Marketing Mix Model v2 — Adstock + Diminishing Returns with PyMC

What Changed from v1

Version 1 modelled only saturation (diminishing returns via the Hill function). Version 2 adds geometric adstock before saturation, creating the standard two-stage media transformation pipeline used in production MMMs:

raw spend → adstock(λ) → Hill(K, S) → β·saturated → Σ + α → sales

Why Adstock Before Saturation?

Advertising effects don't vanish the moment you stop spending. A TV ad seen on Monday still influences purchase decisions on Tuesday and Wednesday — this is the carryover or adstock effect.
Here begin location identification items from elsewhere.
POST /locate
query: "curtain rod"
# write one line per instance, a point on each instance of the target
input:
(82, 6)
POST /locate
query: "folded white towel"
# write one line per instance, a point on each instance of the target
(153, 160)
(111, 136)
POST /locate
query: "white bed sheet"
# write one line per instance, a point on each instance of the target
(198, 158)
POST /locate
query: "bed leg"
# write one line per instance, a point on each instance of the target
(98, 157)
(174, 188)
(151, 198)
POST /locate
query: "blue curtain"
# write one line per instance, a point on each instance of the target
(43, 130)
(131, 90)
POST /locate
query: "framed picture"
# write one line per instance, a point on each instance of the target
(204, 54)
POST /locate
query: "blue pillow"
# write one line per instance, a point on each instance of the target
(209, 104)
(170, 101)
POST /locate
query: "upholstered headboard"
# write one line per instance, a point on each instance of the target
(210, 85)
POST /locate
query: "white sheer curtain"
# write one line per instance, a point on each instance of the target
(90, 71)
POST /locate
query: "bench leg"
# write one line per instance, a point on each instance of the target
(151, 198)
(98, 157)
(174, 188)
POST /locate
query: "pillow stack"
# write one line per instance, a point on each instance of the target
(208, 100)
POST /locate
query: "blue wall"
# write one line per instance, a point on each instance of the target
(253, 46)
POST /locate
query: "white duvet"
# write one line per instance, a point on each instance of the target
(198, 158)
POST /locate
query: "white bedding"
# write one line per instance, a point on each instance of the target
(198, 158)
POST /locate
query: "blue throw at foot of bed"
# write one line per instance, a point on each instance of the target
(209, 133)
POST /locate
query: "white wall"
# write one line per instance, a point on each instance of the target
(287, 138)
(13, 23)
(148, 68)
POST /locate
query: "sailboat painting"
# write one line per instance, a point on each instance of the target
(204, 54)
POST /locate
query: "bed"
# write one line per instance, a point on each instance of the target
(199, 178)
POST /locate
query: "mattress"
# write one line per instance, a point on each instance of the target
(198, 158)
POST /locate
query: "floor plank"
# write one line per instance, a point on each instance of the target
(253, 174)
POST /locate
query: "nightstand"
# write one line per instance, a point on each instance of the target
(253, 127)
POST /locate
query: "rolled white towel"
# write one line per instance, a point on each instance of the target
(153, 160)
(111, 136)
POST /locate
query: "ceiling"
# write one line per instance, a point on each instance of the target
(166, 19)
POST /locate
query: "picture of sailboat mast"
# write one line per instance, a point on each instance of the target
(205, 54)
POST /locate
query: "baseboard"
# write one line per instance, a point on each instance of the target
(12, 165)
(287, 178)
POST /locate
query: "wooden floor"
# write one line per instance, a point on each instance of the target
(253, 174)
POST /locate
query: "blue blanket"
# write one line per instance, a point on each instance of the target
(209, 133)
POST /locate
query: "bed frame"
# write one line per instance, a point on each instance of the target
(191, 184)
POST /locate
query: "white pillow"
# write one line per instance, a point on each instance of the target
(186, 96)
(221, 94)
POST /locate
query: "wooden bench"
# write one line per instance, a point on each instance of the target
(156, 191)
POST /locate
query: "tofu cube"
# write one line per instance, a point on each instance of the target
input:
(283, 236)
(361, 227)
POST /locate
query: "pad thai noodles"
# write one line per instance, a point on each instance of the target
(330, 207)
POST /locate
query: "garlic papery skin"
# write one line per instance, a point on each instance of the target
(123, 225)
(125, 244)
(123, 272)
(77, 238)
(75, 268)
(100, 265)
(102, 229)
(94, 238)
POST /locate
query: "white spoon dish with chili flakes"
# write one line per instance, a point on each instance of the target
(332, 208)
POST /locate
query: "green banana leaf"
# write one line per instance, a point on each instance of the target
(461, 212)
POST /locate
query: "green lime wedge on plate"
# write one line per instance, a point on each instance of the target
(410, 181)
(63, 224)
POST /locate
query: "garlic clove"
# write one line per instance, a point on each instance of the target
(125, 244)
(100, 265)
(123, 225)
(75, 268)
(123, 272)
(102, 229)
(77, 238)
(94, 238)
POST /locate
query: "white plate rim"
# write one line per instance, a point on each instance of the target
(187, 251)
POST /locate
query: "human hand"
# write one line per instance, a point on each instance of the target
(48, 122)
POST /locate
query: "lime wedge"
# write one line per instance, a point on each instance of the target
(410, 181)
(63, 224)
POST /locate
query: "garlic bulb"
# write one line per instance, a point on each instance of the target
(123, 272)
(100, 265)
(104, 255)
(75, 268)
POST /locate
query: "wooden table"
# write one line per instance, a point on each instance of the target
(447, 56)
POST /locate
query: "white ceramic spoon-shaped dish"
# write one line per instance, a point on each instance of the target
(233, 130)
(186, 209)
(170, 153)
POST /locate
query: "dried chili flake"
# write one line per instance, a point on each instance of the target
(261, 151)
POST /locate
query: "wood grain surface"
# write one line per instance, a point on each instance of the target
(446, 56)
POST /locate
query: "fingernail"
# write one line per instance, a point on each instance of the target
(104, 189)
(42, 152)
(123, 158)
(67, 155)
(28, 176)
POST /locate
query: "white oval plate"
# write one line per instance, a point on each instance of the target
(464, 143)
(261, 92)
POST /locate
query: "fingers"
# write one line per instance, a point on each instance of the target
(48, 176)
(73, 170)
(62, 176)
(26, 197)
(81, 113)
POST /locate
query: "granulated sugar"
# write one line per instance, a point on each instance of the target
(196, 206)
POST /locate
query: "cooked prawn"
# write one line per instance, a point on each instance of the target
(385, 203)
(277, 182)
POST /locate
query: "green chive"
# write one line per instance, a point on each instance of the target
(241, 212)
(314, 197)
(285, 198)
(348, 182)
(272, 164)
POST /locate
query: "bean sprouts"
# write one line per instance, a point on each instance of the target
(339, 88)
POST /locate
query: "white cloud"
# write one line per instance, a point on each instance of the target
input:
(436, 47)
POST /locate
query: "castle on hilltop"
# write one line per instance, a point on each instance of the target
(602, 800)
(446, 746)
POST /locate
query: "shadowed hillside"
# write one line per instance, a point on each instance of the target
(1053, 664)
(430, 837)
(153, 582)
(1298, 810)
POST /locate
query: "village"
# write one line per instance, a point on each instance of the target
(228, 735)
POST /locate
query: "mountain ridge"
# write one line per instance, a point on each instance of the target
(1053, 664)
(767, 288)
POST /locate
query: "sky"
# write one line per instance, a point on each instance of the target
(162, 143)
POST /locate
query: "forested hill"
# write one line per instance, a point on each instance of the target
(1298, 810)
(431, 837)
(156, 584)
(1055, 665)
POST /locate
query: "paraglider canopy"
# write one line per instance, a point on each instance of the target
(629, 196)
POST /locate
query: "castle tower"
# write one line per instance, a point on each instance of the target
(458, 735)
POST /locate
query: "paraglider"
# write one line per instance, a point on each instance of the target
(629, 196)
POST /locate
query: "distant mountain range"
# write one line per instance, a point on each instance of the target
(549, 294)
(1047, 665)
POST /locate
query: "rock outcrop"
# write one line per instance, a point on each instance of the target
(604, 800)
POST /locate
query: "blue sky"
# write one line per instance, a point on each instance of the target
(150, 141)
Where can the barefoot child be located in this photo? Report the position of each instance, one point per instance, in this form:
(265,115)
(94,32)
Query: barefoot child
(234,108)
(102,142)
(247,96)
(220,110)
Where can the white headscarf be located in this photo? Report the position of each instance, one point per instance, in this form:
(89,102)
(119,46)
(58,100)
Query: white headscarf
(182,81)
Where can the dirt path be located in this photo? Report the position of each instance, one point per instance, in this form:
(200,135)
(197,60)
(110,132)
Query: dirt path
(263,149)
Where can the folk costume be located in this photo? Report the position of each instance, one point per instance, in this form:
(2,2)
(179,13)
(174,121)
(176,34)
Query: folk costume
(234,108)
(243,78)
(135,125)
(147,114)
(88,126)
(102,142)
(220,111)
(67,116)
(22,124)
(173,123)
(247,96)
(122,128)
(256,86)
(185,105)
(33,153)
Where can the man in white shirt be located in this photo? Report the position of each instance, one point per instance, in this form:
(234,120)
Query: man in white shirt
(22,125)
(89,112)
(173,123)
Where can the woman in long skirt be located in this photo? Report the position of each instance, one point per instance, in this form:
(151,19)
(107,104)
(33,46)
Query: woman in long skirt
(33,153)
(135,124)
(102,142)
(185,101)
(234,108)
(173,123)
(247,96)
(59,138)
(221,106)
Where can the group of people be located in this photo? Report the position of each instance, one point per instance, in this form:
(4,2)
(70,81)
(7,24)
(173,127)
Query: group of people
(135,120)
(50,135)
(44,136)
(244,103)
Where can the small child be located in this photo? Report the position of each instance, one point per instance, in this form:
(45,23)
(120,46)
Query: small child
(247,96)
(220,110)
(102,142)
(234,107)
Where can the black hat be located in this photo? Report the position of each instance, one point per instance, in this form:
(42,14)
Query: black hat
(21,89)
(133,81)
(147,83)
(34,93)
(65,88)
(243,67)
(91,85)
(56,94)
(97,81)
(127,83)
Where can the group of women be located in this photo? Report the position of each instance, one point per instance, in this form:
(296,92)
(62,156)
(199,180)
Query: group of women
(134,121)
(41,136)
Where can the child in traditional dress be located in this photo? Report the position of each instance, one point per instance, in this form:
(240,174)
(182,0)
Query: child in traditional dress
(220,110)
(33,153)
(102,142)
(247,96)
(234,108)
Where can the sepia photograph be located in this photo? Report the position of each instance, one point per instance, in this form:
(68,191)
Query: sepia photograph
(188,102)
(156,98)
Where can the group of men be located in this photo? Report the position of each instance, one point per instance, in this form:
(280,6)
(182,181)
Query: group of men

By applying adstock before the Hill function, we model a realistic pipeline:

Adstock accumulates and decays spend over time → "effective exposure"
Hill saturation maps effective exposure to a bounded sales response

The ordering matters. Applying saturation first would compress spend into [0, 1] before accumulation, losing the important distinction between "one big day" and "sustained moderate spend over a week." The adstock-then-saturate ordering is the standard in Meta Robyn, Google Meridian, and the academic MMM literature (Jin et al., 2017).

Model Specification

$$\text{sales} = \alpha + \sum_{c} \beta_c \cdot \text{hill}\bigl(\text{adstock}(x_c;; \lambda_c);; K_c, S_c\bigr) + \varepsilon$$

Geometric Adstock:

$$\text{adstock}_t = x_t + \lambda_c \cdot \text{adstock}_{t-1}$$

where $\lambda_c \in [0, 1)$ is the decay (retention) rate. The half-life of the carryover effect is $t_{1/2} = -\ln 2 / \ln \lambda$.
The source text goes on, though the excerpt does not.